Sind vier bespielbare Ouvertüren nicht genug, so erklingt nach der Wiedererkennung in gekürzter Fassung das a-Moll-Streichquartett, das als Symbol neuer Erquickung von vier Musikern in hängenden Käfigen auf der Bühne dargeboten wird. Der Schnitt in die Handlung funktioniert, die Stimmung im Publikum ist konzentriert, so sanft erklingt die von neuem Leben erfreute Melodie der Streicher. Es kehrt Ruhe und Frieden für kurze Zeit ein, die Romantik siegt, bevor klar wird, dass der Rollentausch und die Befreiung durch die Gattin dieses Paar entzweit hat.
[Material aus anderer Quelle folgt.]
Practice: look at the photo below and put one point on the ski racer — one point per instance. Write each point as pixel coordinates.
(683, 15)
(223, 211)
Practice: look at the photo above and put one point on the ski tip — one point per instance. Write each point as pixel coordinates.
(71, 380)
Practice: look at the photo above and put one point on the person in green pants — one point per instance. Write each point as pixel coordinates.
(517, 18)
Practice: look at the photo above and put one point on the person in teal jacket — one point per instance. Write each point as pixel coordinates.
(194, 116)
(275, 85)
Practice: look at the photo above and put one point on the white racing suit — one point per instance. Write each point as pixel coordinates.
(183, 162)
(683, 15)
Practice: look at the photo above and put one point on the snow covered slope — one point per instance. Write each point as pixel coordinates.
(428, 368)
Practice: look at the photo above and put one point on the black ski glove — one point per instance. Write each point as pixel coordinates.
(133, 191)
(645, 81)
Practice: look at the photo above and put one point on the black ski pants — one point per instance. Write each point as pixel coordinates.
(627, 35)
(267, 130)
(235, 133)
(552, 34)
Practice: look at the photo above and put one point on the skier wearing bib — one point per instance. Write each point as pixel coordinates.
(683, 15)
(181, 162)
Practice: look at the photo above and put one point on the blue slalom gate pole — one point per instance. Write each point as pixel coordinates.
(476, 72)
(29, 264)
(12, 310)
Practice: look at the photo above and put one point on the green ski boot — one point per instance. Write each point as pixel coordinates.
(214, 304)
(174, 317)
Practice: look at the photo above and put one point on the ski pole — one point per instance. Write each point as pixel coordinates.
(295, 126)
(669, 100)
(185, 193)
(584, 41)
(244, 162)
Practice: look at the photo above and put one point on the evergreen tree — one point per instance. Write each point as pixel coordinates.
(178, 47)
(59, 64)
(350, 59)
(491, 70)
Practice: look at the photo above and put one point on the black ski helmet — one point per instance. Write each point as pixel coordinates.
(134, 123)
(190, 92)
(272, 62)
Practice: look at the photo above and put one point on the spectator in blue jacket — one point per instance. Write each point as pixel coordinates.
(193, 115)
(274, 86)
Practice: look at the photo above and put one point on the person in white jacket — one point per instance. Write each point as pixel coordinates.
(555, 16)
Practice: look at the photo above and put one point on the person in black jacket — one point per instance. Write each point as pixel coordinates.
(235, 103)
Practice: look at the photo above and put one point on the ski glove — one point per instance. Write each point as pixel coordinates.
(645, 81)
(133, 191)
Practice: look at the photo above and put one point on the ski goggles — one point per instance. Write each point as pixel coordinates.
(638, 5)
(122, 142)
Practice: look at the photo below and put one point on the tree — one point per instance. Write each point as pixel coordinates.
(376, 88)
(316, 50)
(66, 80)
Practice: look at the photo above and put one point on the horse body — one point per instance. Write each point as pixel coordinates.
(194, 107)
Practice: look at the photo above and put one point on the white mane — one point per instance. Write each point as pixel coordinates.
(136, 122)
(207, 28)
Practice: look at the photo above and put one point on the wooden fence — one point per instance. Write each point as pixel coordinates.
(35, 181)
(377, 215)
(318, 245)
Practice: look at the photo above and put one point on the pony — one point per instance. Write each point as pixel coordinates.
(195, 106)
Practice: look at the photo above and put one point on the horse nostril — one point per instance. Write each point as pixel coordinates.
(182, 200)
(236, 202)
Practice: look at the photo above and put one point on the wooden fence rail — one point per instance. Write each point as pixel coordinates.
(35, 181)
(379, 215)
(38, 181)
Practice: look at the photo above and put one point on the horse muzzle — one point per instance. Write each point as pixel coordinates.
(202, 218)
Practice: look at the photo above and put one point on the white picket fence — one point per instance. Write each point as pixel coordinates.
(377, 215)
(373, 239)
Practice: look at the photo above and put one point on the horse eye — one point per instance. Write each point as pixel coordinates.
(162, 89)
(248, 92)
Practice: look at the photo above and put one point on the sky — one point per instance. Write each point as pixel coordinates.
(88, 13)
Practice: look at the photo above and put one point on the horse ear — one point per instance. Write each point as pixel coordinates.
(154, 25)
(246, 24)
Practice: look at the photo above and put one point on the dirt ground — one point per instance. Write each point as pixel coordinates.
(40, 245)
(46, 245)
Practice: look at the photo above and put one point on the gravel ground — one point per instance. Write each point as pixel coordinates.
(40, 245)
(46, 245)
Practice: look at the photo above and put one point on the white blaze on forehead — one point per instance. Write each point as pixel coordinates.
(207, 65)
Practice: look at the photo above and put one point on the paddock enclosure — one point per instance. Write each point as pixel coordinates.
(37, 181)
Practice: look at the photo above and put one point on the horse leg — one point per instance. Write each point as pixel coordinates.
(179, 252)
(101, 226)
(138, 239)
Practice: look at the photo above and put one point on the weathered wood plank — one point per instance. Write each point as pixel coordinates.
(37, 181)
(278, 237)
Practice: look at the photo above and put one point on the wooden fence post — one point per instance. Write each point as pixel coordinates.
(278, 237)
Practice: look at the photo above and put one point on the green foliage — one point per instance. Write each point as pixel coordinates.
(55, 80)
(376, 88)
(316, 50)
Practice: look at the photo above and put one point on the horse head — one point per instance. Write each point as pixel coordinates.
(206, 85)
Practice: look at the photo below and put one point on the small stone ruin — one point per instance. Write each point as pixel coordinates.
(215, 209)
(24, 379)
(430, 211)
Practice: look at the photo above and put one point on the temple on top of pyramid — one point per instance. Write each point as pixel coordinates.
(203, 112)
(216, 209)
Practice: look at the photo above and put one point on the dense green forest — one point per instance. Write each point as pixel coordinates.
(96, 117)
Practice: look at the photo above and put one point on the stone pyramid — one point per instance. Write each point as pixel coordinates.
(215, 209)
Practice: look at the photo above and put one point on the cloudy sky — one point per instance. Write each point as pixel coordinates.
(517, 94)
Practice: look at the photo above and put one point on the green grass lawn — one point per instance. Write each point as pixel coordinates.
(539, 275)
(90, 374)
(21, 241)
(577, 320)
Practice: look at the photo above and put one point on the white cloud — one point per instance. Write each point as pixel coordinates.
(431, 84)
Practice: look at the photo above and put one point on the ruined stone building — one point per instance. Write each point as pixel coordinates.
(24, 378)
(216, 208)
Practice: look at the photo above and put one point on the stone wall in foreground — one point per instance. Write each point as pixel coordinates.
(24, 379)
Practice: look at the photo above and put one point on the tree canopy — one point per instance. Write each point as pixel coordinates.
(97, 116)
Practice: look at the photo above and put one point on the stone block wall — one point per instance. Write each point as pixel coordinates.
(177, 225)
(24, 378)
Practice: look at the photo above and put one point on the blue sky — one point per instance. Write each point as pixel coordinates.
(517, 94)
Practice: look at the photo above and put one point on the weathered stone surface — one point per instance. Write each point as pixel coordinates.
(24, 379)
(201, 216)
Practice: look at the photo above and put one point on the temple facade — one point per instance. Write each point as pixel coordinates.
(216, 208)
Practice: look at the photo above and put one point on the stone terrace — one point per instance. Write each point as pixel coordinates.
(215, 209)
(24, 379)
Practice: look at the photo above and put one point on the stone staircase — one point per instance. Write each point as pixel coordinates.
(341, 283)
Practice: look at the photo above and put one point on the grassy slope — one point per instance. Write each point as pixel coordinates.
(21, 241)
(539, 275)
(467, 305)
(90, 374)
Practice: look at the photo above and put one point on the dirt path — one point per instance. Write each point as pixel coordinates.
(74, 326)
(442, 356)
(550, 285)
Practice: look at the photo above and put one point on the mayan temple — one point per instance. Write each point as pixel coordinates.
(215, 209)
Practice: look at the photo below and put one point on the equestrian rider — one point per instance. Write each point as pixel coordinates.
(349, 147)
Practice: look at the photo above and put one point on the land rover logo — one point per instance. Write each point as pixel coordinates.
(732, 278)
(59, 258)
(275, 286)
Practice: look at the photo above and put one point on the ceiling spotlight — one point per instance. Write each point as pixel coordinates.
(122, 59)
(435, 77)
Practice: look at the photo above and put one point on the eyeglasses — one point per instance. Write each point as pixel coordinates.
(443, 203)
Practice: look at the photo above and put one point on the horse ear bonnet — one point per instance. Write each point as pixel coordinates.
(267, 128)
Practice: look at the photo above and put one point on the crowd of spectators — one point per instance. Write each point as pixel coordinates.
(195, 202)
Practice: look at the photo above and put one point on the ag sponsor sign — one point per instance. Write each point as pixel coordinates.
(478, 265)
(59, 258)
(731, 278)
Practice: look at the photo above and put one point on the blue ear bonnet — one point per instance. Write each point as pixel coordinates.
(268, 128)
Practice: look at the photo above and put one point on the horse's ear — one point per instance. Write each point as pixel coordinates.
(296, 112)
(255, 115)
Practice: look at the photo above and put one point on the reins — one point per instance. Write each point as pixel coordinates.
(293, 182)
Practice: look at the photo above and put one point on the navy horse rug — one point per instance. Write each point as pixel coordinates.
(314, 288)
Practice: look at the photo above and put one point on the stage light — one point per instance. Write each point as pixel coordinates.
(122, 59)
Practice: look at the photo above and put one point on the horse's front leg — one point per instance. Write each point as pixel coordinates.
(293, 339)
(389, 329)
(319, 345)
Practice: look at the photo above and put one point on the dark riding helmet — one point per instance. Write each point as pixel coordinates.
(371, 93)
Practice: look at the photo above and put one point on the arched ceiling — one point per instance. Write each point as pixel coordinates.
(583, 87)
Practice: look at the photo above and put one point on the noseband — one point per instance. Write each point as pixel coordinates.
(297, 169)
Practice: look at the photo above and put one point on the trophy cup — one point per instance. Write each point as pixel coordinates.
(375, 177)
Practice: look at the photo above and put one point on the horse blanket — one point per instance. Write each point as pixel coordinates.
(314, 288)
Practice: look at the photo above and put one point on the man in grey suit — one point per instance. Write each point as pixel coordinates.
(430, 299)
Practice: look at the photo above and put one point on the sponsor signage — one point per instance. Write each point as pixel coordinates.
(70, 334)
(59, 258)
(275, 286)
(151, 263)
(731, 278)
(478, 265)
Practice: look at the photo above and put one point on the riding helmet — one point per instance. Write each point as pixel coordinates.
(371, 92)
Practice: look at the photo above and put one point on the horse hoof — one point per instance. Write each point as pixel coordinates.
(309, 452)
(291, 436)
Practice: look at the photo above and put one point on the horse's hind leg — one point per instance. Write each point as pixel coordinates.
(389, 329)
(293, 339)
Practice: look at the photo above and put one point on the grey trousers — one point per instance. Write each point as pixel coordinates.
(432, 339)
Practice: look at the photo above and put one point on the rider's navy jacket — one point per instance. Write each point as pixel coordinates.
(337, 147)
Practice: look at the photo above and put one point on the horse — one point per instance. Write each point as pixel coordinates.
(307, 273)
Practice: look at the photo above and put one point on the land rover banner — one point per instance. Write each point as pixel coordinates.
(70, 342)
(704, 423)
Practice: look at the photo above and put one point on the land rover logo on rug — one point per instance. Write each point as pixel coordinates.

Im Gleichklang jedoch ertönen die durchwegs starken Stimmen des Abends. Peter Seiffert, der späte Siegmund gibt den Florestan, die Partie ist vom Umfang beliebt, nicht in der Schwierigkeit. Seiffert meistert sie durch Erfahrung, lässt Strahlen an passender Stelle sehen, doch wie er die Walküre singt, so überzeugt er mit klug phrasiertem Piano, in den stillen Momenten, den Winterstürmen, nicht den Rufen, so auch mit rundem, vollem Tenor als szenisch matter, stimmlich schöner Florestan. Haushalten muss Anja Kampe nicht, dennoch reduziert sie sinnig im Duett und in den Quintetten. Keine Egomanin, sondern eine Musikerin steht da, bindet sich die Brust ab, schreit gegen die Wände an, am Ende bleibt sie verloren im blauen Kleid neben dem fremden Gatten. Stimmlich klingt die volle Wärme in der Mittellage ebenso wie in der Höhe präzise, unangestrengt, routiniert. Wundervoll wirkt sie im Zusammenspiel mit Hanna-Elisabeth Müller, die, auf Effekt bedacht, langsam die Sprossen zu den großen Partien des deutschen Faches erklimmt und nach ihrem Erfolg mit Strauss in Arabella nun mit Beethoven eine anspruchsvolle Marcelline mit sauberer Höhe gibt. Mehr Fokus als Wagner fordert Beethoven für den denkwürdigen Alberich Tomasz Konieczny, dieser gelingt ihm auch zumeist, er hört sich nuancierter, weniger vokallastig an. Die fiese Masche des Rächers liegt ihm dabei erneut. Rührend, mit sattem, klar geführtem Bass überzeugt Franz-Josef Selig ebenso wie der als Spieltenor durch die Musikgeschichte hetzende Dean Power, der kurz nach der Uraufführung von South Pole mit beeindruckendem Elan hier bereits den Jaquino gibt.
Elan, Passion und Freude zeigt Zubin Mehta am Pult. Lange bekommt der ehemalige Generalmusikdirektor des Hauses, der Vorgänger von Nagano und Petrenko war, Applaus. Dezent dirigiert er, lässt sich mit der dritten Leonore-Ouvertüre, die am Anfang steht, Zeit. Notwendigerweise konzentriert er sich auf die Streicher, die Solotrompete klingt dennoch selten so sauber, das Orchester ist nahe am ehemaligen Chef, Mehta wiederum wurde von Beethoven durch seine Karriere begleitet, was man ihm anhört. Sinfonisch klingt der Fidelio, dennoch schützt er seine Sänger, klar konturiert klingen die Melodien, die bis zur Neunten weiterschimmern.
Echte Beethoventöne klingen hier aus einem einigen Graben, der hoch belohnt beim Applaus Romantik produziert hat. Die Flucht aus dem Labyrinth des Leides gelingt so zumindest für den Hörer.